Jim wrote:
In 1983, Metheus corp, did the classic 68k X 2 cpus to
fix the double
bus fault problem on their VLSI design workstation.
I never could figure out how you could get the system into a double page
data/code/stack fault in the exception handler, but it's a known
problem.
The MC68000 didn't have a double bus fault problem. It had a *single*
bus fault problem!
On either a bus error or an address error exception, the information
the processor puts in the exception stack frame is not sufficient to
either resume or undo the faulted instruction. [*] These errors were
considered fatal, and the typical "recovery" was to kill the process
that faulted. Obviously this is not conducive to implementation of
virtual memory.
What some companies did, perhaps including Metheus, was to use two
MC68000 processors. When a page fault occurs, rather than signalling
a bus error to the running processor, the hardware "suspends" that
processor (disconnects it from the bus, but leaves it waiting for the
memory cycle to complete). The hardware enables the other processor,
which runs the page fault hander. When the fault handler completes,
the hardware switches back to the first processor, which can then
complete the cycle.
The MC68010 was introduced largely to fix this problem, though it had
a few other enhancements as well. In the MC68010 (and MC68012,
MC68020, MC68030, and CPU32), on a bus error or address error the
processor pushes enough of its internal state onto the stack that an
page fault handler can determine exactly what memory access had an error,
fix the problem (e.g., by bringing in a page from disk and updating
the page tables), and resume the faulted instruction from where it
left off.
The bus error stack frame was affectionately known as the "stack puke".

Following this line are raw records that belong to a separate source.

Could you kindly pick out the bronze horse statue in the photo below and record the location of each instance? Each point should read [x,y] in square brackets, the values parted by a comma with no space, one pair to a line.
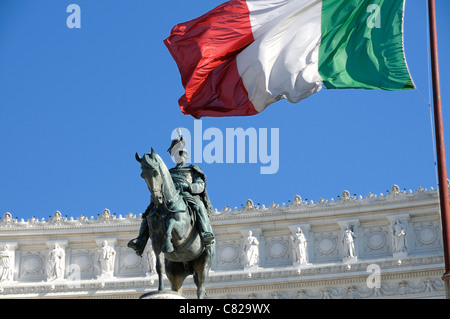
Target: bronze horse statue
[172,229]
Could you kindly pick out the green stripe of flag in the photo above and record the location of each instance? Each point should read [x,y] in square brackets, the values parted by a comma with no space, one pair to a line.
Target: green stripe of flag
[362,45]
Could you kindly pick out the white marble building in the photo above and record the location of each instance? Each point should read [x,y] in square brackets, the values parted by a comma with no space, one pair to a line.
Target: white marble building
[377,246]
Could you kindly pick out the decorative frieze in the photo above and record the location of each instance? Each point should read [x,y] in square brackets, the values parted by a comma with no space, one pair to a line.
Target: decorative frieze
[299,244]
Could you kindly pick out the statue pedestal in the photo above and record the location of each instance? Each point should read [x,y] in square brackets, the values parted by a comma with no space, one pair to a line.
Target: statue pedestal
[162,295]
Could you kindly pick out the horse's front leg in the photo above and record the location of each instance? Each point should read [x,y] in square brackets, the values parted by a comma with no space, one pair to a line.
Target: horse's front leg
[159,262]
[168,245]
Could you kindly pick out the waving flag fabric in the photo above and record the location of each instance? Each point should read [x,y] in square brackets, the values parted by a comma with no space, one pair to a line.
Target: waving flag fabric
[243,56]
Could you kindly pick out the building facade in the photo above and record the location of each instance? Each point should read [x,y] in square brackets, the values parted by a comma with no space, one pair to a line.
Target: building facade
[377,246]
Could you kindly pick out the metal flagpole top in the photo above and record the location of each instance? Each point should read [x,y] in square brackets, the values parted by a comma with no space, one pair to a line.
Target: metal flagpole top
[440,146]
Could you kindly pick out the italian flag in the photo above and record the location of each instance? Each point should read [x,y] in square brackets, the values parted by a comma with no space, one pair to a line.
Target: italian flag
[244,55]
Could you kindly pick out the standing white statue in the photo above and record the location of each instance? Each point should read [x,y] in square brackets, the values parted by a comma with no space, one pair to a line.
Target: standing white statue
[106,259]
[349,245]
[399,237]
[299,242]
[56,263]
[251,250]
[6,264]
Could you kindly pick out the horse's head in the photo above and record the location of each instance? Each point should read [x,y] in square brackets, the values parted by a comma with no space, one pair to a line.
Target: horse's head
[151,173]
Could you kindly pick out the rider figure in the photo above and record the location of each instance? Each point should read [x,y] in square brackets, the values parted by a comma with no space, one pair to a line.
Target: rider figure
[191,182]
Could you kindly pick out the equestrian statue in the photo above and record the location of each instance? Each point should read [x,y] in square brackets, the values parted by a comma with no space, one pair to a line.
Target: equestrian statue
[177,219]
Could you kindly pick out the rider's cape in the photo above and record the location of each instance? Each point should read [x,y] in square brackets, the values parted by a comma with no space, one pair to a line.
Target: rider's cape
[204,195]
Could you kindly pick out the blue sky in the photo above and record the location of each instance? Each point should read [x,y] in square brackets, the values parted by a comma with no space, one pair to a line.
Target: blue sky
[76,104]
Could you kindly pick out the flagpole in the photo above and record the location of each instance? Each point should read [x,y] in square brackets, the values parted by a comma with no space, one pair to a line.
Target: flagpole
[440,147]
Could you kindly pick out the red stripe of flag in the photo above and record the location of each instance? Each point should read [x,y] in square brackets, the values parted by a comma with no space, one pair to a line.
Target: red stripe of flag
[205,51]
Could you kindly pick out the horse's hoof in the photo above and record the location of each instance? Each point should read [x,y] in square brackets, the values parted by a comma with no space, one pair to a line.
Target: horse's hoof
[168,248]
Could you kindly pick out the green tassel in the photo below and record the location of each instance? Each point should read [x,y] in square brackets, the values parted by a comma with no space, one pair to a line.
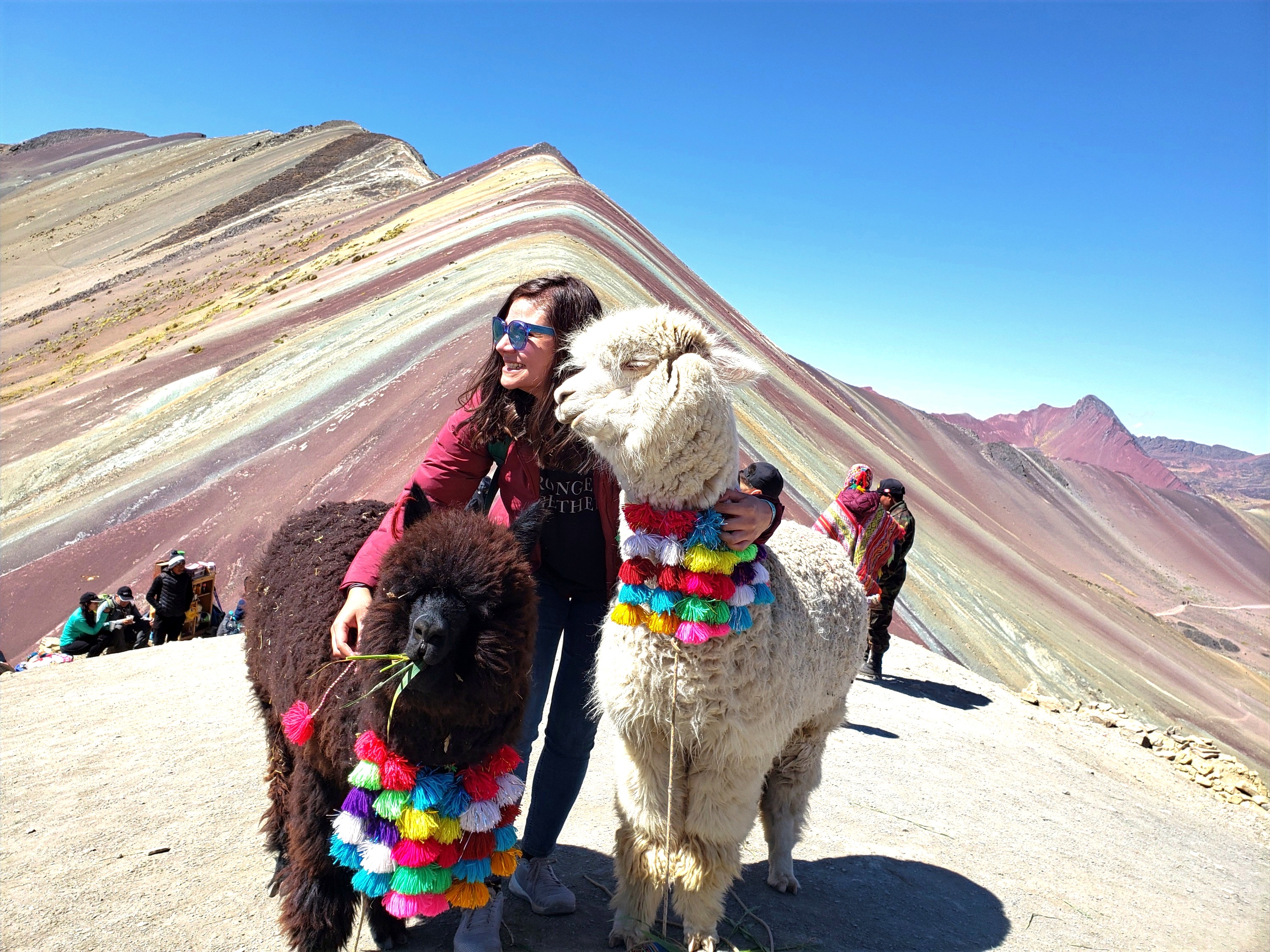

On the MC68010, this occupied 29 16-bit words, although only 26 of them
were written, and 3 were reserved. About 16 words of it were
undocumented internal state that the software was not supposed to
touch.
On the M68K family processors, if a bus error occurred while the
processor was already handling a bus error, that was a double bus
fault and would cause a processor halt. This would normally only
happen due to a software bug, such as a failure to allocate enough
pages for the supervisor stack, and there was no means of recovery
other than a hardware reset. In principle a multiple processor
hack as described above could be used to allow recovery from this
condition, but there wasn't really any reason to do so.
Eric
[*] If you write software such that only specific, known instructions
can generate bus faults, you can recover from them. This technique
is called probing, and is used in the Apple Lisa operating system.